RACING:Robbie Hennessy may not have got the rain he was hoping for but he's still optimistic about Rubi Light's festival chances, writes BRIAN O'CONNOR
ROBBIE HENNESSY is hardly the only one turning his face to the sky and praying this week but he’s one of the few hoping for rain to fall out of it.
Whatever the ground conditions ahead of today’s Ryanair Chase, Rubi Light will be a real player. But there’s no getting away from how he will be even more of a player if he can get his hooves stuck into soft going.
From the moment Andrew Lynch’s feet touched the ground when dismounting Rubi Light after last year’s Ryanair, the nagging voice has been in Hennessy’s mind that if conditions had been softer his horse would have won.
Lynch had no doubt. Third was brilliant, but with a dig in the surface, Rubi Light would have beaten Alberta’s Run and Co. Nothing that the French bred has done since has diluted that conviction. A Grade One victory in the John Durkan, and an ideal warm-up prep at Gowran a month ago has Rubi Light back at the Ryanair in perfect shape.

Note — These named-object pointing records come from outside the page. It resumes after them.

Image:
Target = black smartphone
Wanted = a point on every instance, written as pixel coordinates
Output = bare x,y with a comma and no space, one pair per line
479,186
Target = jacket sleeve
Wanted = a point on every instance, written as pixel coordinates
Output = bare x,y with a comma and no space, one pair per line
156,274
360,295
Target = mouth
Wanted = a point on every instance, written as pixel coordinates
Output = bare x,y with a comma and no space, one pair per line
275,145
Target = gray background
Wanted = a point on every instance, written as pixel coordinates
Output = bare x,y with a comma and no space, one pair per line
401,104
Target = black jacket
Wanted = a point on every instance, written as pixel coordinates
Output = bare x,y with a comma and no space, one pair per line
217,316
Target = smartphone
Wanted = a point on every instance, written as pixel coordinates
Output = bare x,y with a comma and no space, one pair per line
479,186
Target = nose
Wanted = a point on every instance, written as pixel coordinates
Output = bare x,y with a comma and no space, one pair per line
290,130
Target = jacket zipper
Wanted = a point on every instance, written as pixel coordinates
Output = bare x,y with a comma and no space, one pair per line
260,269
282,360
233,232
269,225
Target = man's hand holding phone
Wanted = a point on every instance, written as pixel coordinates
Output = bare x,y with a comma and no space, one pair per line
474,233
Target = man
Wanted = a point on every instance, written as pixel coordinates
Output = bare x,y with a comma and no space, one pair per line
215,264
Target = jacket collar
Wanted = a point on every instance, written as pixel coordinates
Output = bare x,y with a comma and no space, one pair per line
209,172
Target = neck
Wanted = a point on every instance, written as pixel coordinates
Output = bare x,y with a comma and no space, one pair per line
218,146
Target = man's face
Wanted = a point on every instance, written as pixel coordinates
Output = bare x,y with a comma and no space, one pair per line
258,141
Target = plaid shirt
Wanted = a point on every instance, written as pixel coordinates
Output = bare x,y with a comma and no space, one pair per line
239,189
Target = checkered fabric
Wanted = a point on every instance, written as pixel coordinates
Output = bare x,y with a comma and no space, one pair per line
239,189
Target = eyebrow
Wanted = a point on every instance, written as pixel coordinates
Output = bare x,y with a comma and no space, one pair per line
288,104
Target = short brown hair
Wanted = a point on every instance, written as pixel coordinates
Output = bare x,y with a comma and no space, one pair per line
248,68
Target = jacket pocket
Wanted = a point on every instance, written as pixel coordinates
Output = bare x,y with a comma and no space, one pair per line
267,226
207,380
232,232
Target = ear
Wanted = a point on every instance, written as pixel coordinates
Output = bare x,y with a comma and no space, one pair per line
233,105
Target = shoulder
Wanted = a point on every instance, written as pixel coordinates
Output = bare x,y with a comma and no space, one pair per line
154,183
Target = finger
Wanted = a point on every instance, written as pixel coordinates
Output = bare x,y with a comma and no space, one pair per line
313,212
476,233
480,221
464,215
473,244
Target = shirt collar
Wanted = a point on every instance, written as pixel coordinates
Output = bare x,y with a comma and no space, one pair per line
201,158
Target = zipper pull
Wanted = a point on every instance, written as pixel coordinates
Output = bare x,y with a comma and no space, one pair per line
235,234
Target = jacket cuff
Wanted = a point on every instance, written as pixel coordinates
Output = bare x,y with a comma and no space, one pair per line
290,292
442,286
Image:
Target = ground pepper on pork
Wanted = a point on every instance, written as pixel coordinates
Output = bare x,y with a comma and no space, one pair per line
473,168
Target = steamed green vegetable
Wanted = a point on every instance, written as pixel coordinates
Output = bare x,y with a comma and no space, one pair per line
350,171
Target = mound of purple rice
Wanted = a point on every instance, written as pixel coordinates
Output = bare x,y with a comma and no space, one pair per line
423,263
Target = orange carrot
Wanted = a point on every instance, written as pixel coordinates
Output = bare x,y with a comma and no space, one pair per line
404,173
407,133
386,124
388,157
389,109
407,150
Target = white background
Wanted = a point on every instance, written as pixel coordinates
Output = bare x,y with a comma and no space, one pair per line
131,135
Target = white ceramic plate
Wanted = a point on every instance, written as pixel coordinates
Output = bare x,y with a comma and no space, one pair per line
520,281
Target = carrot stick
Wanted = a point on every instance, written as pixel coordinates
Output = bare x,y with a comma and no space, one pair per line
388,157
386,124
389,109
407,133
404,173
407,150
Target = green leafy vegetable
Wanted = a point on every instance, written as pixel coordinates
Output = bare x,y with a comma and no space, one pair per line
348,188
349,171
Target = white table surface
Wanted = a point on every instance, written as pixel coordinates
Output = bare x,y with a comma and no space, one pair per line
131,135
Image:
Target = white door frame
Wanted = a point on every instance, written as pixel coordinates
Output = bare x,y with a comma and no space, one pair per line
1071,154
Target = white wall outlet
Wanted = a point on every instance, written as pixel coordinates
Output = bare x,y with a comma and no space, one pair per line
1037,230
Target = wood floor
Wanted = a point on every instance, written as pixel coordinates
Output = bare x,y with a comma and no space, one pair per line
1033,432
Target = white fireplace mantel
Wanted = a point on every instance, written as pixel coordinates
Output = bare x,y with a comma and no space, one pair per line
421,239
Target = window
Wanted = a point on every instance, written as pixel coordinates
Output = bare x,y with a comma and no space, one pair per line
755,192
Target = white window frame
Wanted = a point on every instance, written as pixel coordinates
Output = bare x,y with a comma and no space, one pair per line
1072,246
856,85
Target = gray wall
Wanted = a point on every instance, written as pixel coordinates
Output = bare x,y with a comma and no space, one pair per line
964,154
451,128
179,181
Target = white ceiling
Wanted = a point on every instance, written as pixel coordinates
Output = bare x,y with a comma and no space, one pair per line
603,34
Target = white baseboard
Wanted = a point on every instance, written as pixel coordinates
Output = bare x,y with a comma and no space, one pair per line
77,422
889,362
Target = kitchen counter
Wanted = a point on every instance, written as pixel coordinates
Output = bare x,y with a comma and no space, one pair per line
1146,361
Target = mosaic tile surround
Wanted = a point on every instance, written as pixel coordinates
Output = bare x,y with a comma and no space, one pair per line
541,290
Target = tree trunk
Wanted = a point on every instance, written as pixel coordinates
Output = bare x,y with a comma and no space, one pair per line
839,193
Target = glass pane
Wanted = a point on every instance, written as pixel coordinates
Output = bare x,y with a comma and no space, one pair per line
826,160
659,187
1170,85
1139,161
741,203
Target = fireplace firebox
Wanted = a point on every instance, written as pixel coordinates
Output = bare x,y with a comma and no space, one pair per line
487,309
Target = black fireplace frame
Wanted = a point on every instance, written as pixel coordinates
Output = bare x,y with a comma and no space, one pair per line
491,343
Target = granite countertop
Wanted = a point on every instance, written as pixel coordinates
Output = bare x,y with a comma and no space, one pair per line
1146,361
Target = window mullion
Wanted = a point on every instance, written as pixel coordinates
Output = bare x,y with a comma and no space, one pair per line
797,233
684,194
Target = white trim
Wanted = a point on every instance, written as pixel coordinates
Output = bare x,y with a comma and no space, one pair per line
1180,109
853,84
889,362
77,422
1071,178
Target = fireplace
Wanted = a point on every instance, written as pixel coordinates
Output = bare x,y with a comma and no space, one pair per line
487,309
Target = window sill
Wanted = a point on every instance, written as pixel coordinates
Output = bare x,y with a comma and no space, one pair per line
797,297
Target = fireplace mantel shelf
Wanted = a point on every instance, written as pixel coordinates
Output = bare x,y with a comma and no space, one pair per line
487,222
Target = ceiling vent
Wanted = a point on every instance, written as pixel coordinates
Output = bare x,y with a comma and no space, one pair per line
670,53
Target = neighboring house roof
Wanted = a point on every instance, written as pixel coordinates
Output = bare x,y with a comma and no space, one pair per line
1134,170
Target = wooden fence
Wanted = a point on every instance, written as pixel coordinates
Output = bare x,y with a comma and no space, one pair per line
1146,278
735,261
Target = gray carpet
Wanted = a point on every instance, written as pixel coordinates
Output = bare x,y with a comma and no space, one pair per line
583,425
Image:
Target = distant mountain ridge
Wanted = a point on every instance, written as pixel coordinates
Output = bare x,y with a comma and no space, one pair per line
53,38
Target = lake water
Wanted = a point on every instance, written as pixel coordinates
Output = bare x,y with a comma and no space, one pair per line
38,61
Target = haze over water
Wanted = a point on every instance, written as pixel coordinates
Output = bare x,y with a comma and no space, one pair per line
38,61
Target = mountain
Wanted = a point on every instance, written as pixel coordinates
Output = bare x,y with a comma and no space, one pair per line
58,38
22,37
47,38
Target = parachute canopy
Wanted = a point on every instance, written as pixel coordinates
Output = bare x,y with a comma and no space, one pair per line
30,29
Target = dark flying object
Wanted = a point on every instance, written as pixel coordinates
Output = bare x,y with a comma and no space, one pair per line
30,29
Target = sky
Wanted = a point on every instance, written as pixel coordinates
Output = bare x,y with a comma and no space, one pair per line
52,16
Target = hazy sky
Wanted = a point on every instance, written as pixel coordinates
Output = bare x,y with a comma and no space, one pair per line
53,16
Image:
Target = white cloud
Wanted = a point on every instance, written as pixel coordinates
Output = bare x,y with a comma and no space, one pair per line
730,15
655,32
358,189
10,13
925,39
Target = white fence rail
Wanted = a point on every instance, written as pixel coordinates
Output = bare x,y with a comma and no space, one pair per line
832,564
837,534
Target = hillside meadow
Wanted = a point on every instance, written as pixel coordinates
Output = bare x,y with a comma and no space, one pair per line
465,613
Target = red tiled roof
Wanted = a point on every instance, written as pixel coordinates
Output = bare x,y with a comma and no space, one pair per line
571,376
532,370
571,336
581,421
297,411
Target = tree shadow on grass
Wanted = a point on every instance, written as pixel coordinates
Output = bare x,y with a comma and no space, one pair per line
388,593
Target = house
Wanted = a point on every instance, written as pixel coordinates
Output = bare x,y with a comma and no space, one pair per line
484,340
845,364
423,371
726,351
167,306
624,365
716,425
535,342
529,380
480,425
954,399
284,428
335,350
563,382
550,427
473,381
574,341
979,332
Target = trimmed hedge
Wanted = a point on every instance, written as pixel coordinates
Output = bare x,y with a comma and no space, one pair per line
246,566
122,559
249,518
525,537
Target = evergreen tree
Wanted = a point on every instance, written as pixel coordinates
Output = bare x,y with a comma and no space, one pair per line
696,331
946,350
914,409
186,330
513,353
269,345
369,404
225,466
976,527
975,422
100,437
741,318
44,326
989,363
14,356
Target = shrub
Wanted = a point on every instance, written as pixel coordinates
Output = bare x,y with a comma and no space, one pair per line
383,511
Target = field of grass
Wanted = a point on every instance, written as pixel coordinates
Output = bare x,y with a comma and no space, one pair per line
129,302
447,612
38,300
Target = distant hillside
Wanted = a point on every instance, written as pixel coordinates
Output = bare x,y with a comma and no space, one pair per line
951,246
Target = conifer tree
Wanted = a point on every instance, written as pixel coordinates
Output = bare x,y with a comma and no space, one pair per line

“Last year it was on the fast side of good and he ran brilliantly,” says Hennessy. “But he is better with a dig and I just hope Cheltenham have done a good job with their watering.”
Should Rubi Light emerge victorious it will be a family triumph to buck the trend of how the best horses and the biggest victories are being increasingly confined to an ever smaller number of hands. But this is one family that already knows how beating the odds feels.
Sublimity carried Bill Hennessy’s colours to a memorable Champion Hurdle success just five years ago when his son played a key role in the preparation that was overseen by John Carr.
Robbie Hennessy rode the horse in his work before handing the reins to Philip Carberry on the racecourse and watching Carr get the plaudits for training the horse to a 16 to 1 upset.
The Dubliner knew what it was like to ride winners. He had ridden some on the flat in Australia. When he returned to Ireland he rode over jumps for a couple of years. He rode Uncle Bart to victory three times, including in a novices hurdle at the 1993 Galway Festival, and he rode his father’s Kharasar in the 1995 County Hurdle at Cheltenham.
But training was always what he really wanted to do.
In 2009 he took the plunge. Sublimity gave him his first winner – in a Grade One. Today he trains up to 15 horses in an expensively redeveloped yard near Ratoath. His father Bill’s colours will this time be carried by a horse recommended to him by Philip Carberry. But crucially it is the son who is in charge, despite the father still being referred to as “the boss.”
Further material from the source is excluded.